Вряд ли вообще возможно лучше сформулировать дилемму американского самосознания. Достоевский был величайшим из художников и к тому же проповедником самых радикальных взглядов, но его преждевременный социальный порыв обернулся против него же самого, ввергнув в пучину реакционного насилия. Тогда как типичный американский джентльмен Джемс, кажущийся сегодня столь мягким, столь наивно интеллигентным, — взгляните, как часто употребляет он уничижительное местоимение «мы» («нас», «наше»), как бы скромно предполагая несомненное равенство с собой любого из своих читателей — был, есть и навсегда останется носителем истинного философского радикализма.
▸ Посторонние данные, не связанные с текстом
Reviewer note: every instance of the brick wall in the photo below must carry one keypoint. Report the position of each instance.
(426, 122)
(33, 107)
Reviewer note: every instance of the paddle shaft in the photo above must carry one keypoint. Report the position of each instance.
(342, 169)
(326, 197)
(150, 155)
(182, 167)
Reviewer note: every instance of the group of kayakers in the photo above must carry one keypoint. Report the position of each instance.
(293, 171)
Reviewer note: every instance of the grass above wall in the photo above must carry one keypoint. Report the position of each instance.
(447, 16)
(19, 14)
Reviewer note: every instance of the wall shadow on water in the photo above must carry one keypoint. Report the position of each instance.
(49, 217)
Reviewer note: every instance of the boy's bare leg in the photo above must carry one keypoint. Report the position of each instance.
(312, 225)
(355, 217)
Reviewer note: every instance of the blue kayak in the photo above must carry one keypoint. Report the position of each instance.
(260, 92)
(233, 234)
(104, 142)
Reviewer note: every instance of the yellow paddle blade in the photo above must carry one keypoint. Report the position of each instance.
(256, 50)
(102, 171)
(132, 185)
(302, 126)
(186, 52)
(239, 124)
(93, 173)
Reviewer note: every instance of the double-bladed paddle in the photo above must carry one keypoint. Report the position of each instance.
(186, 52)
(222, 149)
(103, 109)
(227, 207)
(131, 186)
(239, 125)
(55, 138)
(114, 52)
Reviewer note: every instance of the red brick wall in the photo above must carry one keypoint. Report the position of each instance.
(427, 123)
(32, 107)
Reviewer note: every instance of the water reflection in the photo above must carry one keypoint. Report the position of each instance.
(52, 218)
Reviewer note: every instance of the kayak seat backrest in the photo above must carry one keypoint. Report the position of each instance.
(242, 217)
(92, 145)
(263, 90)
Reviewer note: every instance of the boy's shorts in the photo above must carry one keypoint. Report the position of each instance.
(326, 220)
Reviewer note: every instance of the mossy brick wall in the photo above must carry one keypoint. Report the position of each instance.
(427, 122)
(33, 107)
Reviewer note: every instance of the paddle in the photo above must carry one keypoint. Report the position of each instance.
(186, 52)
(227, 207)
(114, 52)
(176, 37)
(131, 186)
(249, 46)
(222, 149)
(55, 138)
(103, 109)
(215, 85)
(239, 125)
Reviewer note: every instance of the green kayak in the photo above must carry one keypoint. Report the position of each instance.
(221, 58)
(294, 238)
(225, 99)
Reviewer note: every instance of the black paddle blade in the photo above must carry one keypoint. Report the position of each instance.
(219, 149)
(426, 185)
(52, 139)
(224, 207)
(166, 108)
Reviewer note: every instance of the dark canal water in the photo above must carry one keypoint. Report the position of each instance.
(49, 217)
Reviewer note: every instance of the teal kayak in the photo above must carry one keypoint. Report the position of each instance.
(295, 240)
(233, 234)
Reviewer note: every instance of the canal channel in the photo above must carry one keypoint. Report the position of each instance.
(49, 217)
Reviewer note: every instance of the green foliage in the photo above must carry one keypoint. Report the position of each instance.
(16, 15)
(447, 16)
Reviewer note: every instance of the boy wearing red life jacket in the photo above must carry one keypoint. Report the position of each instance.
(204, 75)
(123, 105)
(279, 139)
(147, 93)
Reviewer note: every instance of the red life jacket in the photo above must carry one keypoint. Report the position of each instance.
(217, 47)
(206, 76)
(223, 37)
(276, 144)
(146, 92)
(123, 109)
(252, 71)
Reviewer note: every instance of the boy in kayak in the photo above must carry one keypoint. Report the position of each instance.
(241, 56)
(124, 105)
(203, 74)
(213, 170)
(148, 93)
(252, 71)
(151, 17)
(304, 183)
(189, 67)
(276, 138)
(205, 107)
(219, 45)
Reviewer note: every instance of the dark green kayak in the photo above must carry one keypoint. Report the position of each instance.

Сразу же вслед за пассажем о «пропащей душе» Джемс продолжает:
Все высочайшие, все самые пронзительные идеалы — насквозь революционны. Они редко преподносятся нам в одежках из прошлого — куда как чаще под видом якобы убедительных воспоминаний о вероятном будущем, из которых обществу предстоит извлечь лишь очередной урок повиновения…
Связь двух приведенных сентенций с публикуемым здесь рассказом, с фантастикой вообще, со всеми размышлениями о будущем — самая что ни на есть непосредственная. Идеалы как «воспоминания о будущем» — до чего же деликатное и в то же время весьма отрезвляющее замечание!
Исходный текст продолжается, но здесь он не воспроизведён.